The shifts hit the market values of multi-nationals, especially dollar-earners, on the FTSE 100 which was 1.14% lower at 7295 points.
In signalling a growing lack of tolerance for rising prices, the MPC said: " A majority of MPC members judge that, if the economy continues to follow a path consistent with the prospect of a continued erosion of slack and a gradual rise in underlying inflationary pressure then, with the further lessening in the trade-off that this would imply, some withdrawal of monetary stimulus is likely to be appropriate over the coming months in order to return inflation sustainably to target.
"All members agree that any prospective increases in Bank Rate would be expected to be at a gradual pace and to a limited extent."
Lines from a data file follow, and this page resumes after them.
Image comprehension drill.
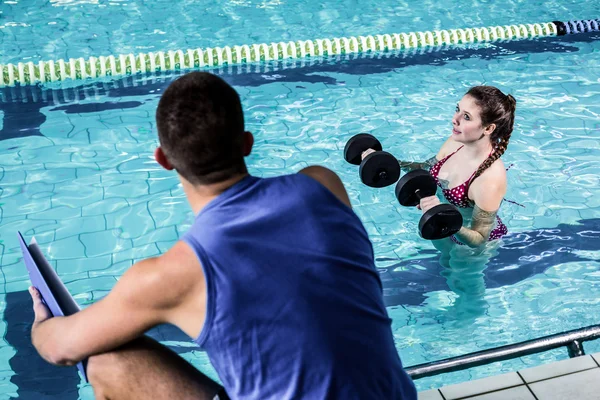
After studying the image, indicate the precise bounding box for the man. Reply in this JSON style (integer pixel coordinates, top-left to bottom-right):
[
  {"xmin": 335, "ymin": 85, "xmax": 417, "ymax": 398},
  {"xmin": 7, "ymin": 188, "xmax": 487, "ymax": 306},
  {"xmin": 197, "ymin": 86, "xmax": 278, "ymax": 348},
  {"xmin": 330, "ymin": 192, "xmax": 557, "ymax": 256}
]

Commenting during an event launching the new £10 bank note, Bank of England Governor Mark Carney said: "We've all seen that prices are going up in the shops and that's been entirely the result of the fall in the value of sterling, which is due to Brexit.
"What the Bank has been doing since the referendum has been looking to balance support for the economy, as the economy adjusts to the prospect of Brexit, with our ultimate objective, which is to bring inflation back to that 2% target to make sure that the value of these notes and other notes stays stable.
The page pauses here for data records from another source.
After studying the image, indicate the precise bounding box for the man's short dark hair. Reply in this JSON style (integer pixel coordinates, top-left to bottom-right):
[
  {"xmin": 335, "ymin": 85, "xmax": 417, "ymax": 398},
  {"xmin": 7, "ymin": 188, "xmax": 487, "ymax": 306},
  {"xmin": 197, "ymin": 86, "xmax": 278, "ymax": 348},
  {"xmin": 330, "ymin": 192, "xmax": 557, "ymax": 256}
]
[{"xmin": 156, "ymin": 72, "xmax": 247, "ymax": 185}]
"What you heard today is that the majority of the member of the committee, myself included, see that that balancing act is beginning to shift and that, in order to keep inflation or return inflation to that 2% target in a sustainable manner, there may need to be some adjustment of interest rates in the coming months.
"We'll take that decision based on the data but, yes, that possibility has definitely increased."
Ben Brettell, senior economist at Hargreaves Lansdown, reacted: "To me, leaving rates where they are makes a great deal of sense.
"Throw a hefty dose of Brexit-related uncertainty into the mix and it's easy to see why the majority of policymakers see higher rates as an unjustified risk at this stage."